Part (c) Step 1. Find the probability that the chosen number answering in the affirmative is at least two.

$$\begin{gathered} P\left(X\ge 2\right)=1-P\left(X<2\right) \\ =1-\left[P\left(X=0\right)+P\left(X=1\right)\right] \\ =1-\left[\left(\begin{array}{c}6\\ 0\end{array}\right){\left(0.72\right)}^0{\left(1-0.72\right)}^{6-0}+\left(\begin{array}{c}6\\ 1\end{array}\right){\left(0.72\right)}^1{\left(1-0.72\right)}^{6-1}\right] \\ =1-\left[\left(1\right){\left(0.72\right)}^0{\left(0.28\right)}^6+\left(6\right){\left(0.72\right)}^0{\left(0.28\right)}^5\right] \\ =1-\left[0.00791676928\right] \\ =0.9921 \end{gathered}$$

Part (d) Step 1. Determine the probability distribution of six American voters who support a carbon tax.
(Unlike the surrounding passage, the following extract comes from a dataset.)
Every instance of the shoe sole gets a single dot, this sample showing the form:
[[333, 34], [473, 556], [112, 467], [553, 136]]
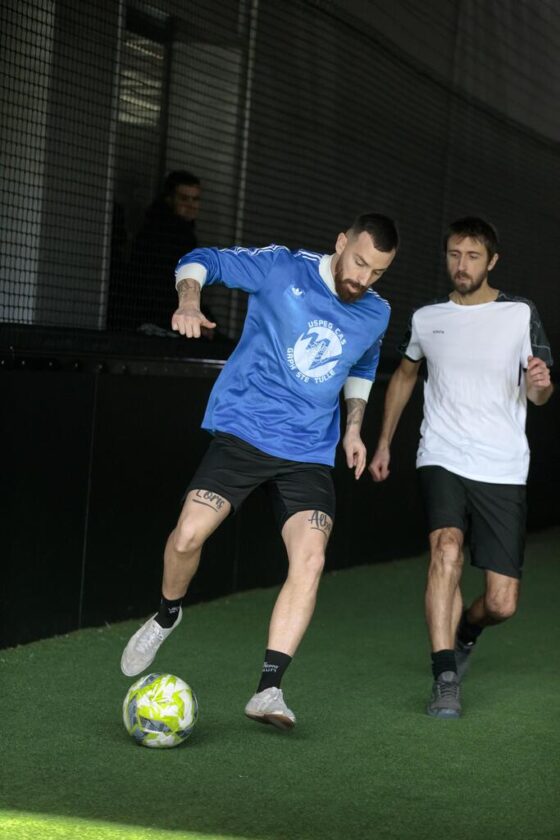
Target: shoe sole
[[147, 664], [446, 714], [280, 721]]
The probability distribution is given below:

X	Probability
0	$$\begin{gathered} \left(\begin{array}{c}6\\ 0\end{array}\right){\left(0.72\right)}^0{\left(0.28\right)}^6=\left(1\right)\left(1\right){\left(0.28\right)}^6 \\ =0.0005 \end{gathered}$$
1	$$\begin{gathered} \left(\begin{array}{c}6\\ 1\end{array}\right){\left(0.72\right)}^1{\left(0.28\right)}^5=\left(6\right)\left(0.72\right){\left(0.28\right)}^5 \\ =0.0074 \end{gathered}$$
2	$$\begin{gathered} \left(\begin{array}{c}6\\ 2\end{array}\right){\left(0.72\right)}^2{\left(0.28\right)}^4=\left(15\right){\left(0.72\right)}^2{\left(0.28\right)}^4 \\ =0.0478 \end{gathered}$$
3	$$\begin{gathered} \left(\begin{array}{c}6\\ 3\end{array}\right){\left(0.72\right)}^3{\left(0.28\right)}^3=\left(20\right){\left(0.72\right)}^3{\left(0.28\right)}^3 \\ =0.1639 \end{gathered}$$
4	$$\begin{gathered} \left(\begin{array}{c}6\\ 4\end{array}\right){\left(0.72\right)}^4{\left(0.28\right)}^2=\left(15\right){\left(0.72\right)}^4{\left(0.28\right)}^2 \\ =0.3160 \end{gathered}$$
5	$$\begin{gathered} \left(\begin{array}{c}6\\ 5\end{array}\right){\left(0.72\right)}^5{\left(0.28\right)}^1=\left(6\right){\left(0.72\right)}^5\left(0.28\right) \\ =0.3251 \end{gathered}$$
6	$$\begin{gathered} \left(\begin{array}{c}6\\ 6\end{array}\right){\left(0.72\right)}^6{\left(0.28\right)}^0=\left(1\right){\left(0.72\right)}^6\left(1\right) \\ =0.1393 \end{gathered}$$

Part (e) Step 1. Explanation.

Because the sampling from a finite population is done without replacement and the number of successes follows a hypergeometric distribution.

Therefore, the that we have obtained in part (d) is only approximately correct.